Saliva-derived transcriptomic signature for gastric cancer detection using machine learning and leveraging publicly available datasets.
Journal:
Scientific reports
Published Date:
May 27, 2025
Abstract
Saliva, a non-invasive, self-collected liquid biopsy, holds promise for early gastric cancer (GC) screening. This study aims to assess the potential of saliva as a proxy for malignant gastric transformation and its diagnostic value through transcriptomic profiling.
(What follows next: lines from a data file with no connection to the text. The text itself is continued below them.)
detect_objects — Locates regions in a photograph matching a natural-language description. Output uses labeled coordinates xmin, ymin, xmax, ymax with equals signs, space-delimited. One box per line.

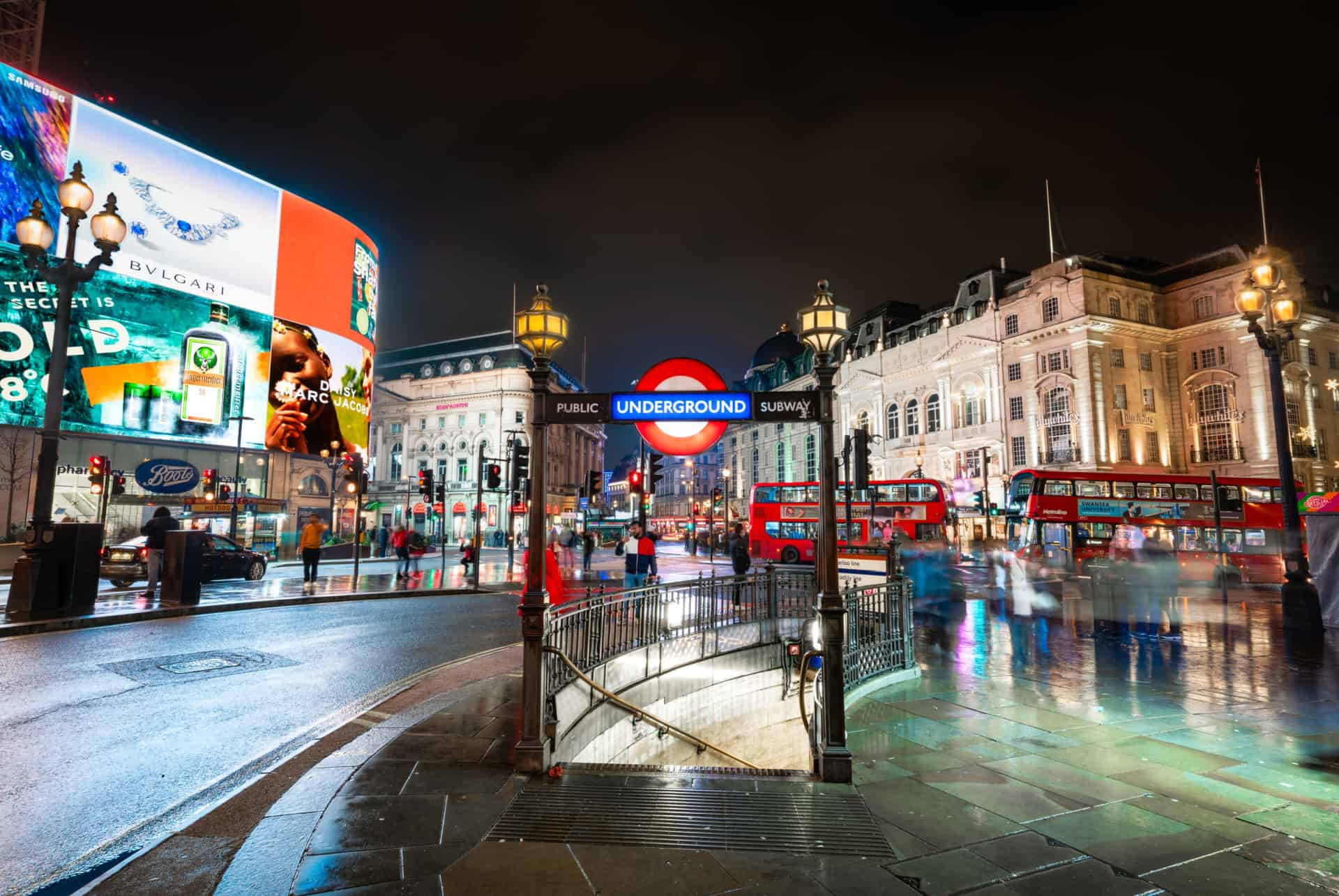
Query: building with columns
xmin=368 ymin=330 xmax=604 ymax=541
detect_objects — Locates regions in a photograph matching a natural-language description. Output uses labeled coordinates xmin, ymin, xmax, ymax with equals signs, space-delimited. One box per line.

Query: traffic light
xmin=511 ymin=442 xmax=530 ymax=492
xmin=850 ymin=429 xmax=870 ymax=489
xmin=89 ymin=454 xmax=107 ymax=494
xmin=646 ymin=454 xmax=665 ymax=494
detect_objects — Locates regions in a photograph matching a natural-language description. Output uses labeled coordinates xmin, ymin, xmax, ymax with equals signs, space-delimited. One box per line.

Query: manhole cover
xmin=100 ymin=647 xmax=297 ymax=685
xmin=158 ymin=656 xmax=241 ymax=675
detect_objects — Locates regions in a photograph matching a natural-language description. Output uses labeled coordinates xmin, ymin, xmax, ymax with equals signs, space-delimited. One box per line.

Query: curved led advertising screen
xmin=0 ymin=64 xmax=379 ymax=454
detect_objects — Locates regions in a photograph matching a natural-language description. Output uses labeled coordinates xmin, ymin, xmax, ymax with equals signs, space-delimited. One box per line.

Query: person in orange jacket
xmin=517 ymin=533 xmax=566 ymax=612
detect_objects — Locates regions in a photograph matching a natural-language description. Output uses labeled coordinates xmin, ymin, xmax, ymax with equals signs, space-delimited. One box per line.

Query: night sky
xmin=40 ymin=0 xmax=1339 ymax=458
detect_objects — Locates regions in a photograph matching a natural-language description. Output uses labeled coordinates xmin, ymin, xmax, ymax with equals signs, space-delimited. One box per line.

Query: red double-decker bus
xmin=1006 ymin=470 xmax=1304 ymax=583
xmin=748 ymin=480 xmax=952 ymax=563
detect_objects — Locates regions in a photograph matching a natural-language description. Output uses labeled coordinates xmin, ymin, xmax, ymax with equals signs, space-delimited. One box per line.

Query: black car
xmin=100 ymin=534 xmax=268 ymax=588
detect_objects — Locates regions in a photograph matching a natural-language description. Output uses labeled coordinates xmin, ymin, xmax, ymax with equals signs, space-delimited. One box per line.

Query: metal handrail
xmin=544 ymin=646 xmax=759 ymax=769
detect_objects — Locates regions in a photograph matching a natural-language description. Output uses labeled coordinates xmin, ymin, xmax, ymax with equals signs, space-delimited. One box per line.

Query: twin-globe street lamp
xmin=1236 ymin=246 xmax=1322 ymax=632
xmin=515 ymin=282 xmax=568 ymax=771
xmin=796 ymin=280 xmax=852 ymax=784
xmin=15 ymin=162 xmax=126 ymax=608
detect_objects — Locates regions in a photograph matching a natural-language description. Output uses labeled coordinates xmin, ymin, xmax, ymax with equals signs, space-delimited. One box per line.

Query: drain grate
xmin=487 ymin=778 xmax=895 ymax=858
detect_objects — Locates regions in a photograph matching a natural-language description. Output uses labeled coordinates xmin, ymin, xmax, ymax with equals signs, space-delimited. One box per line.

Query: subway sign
xmin=610 ymin=393 xmax=752 ymax=423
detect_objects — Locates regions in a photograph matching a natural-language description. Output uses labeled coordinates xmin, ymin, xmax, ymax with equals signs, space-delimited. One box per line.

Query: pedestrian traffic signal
xmin=646 ymin=454 xmax=665 ymax=494
xmin=89 ymin=454 xmax=107 ymax=494
xmin=511 ymin=442 xmax=530 ymax=492
xmin=850 ymin=427 xmax=870 ymax=489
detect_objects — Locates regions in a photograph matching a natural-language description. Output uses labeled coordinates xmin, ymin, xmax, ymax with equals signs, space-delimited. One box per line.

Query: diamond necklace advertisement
xmin=0 ymin=57 xmax=380 ymax=454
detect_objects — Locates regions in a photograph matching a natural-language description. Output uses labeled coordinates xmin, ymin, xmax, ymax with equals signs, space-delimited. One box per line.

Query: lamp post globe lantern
xmin=7 ymin=162 xmax=126 ymax=615
xmin=515 ymin=282 xmax=568 ymax=771
xmin=795 ymin=280 xmax=852 ymax=784
xmin=1236 ymin=246 xmax=1324 ymax=636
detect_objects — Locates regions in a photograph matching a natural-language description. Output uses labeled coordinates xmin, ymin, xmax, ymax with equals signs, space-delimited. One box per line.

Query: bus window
xmin=1241 ymin=485 xmax=1272 ymax=503
xmin=907 ymin=482 xmax=939 ymax=501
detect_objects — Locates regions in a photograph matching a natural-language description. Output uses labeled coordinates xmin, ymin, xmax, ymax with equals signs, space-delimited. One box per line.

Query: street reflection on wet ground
xmin=847 ymin=582 xmax=1339 ymax=896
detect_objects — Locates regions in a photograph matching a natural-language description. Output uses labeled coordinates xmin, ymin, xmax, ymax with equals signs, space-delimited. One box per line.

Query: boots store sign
xmin=545 ymin=358 xmax=818 ymax=455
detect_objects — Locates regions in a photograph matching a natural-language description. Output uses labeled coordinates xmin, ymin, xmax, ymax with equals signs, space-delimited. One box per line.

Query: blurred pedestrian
xmin=297 ymin=513 xmax=326 ymax=595
xmin=139 ymin=508 xmax=181 ymax=599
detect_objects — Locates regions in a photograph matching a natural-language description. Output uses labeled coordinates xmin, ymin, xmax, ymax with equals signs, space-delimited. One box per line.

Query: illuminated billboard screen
xmin=0 ymin=64 xmax=380 ymax=454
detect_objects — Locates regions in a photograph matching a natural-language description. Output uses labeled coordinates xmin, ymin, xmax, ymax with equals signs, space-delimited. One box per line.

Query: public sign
xmin=135 ymin=458 xmax=199 ymax=494
xmin=637 ymin=358 xmax=747 ymax=457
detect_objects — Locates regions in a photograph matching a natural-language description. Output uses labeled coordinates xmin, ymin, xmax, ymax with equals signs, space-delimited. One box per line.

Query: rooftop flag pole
xmin=1256 ymin=157 xmax=1269 ymax=245
xmin=1046 ymin=178 xmax=1055 ymax=261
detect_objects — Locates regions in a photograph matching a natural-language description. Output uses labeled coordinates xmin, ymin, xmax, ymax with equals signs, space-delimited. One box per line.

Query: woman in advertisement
xmin=265 ymin=317 xmax=345 ymax=454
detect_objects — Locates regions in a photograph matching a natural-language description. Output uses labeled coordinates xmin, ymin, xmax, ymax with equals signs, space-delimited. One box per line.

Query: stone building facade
xmin=370 ymin=331 xmax=605 ymax=541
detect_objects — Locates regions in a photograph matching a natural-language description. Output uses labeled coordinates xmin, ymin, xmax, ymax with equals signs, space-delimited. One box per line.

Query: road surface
xmin=0 ymin=595 xmax=520 ymax=893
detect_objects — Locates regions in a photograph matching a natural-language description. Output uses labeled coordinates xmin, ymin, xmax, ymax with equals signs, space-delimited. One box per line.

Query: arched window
xmin=297 ymin=473 xmax=331 ymax=496
xmin=962 ymin=386 xmax=985 ymax=426
xmin=1195 ymin=383 xmax=1233 ymax=461
xmin=1042 ymin=386 xmax=1077 ymax=464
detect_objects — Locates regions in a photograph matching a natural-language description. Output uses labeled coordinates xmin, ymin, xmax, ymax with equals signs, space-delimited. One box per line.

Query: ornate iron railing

Leveraging transcriptomic data from the Gene Expression Omnibus (GEO), we constructed and validated predictive models through machine learning algorithms within the tidymodels framework. Tissue-based models were validated on independent tissue datasets, and subsequently applied to saliva. Additionally, an independent saliva-derived model was created and evaluated using sensitivity, specificity, accuracy, area under the curve (AUC), and likelihood ratio (LR) metrics. Tissue-derived models demonstrated excellent performance, with AUC values exceeding 0.9, but did not translate effectively to saliva, suggesting distinct molecular landscapes between tissue and saliva in GC. The saliva-specific model using support vector machine (SVM) achieved the highest performance, with an AUC of 0.87 (95% CI 0.72-0.97), a sensitivity of 0.79 (95% CI 0.58-0.95) and a specificity of 0.70 (95% CI 0.40-0.90). While saliva may not mirror tissue gene expression profile, it represents a promising non-invasive predictive tool for the early detection of GC. Further research is warranted to optimize saliva-derived molecular signatures, increasing their sensitivity and specificity for early cancer detection and advance the use of liquid biopsies in personalized medicine for improved screening, diagnostic and prognostic capabilities.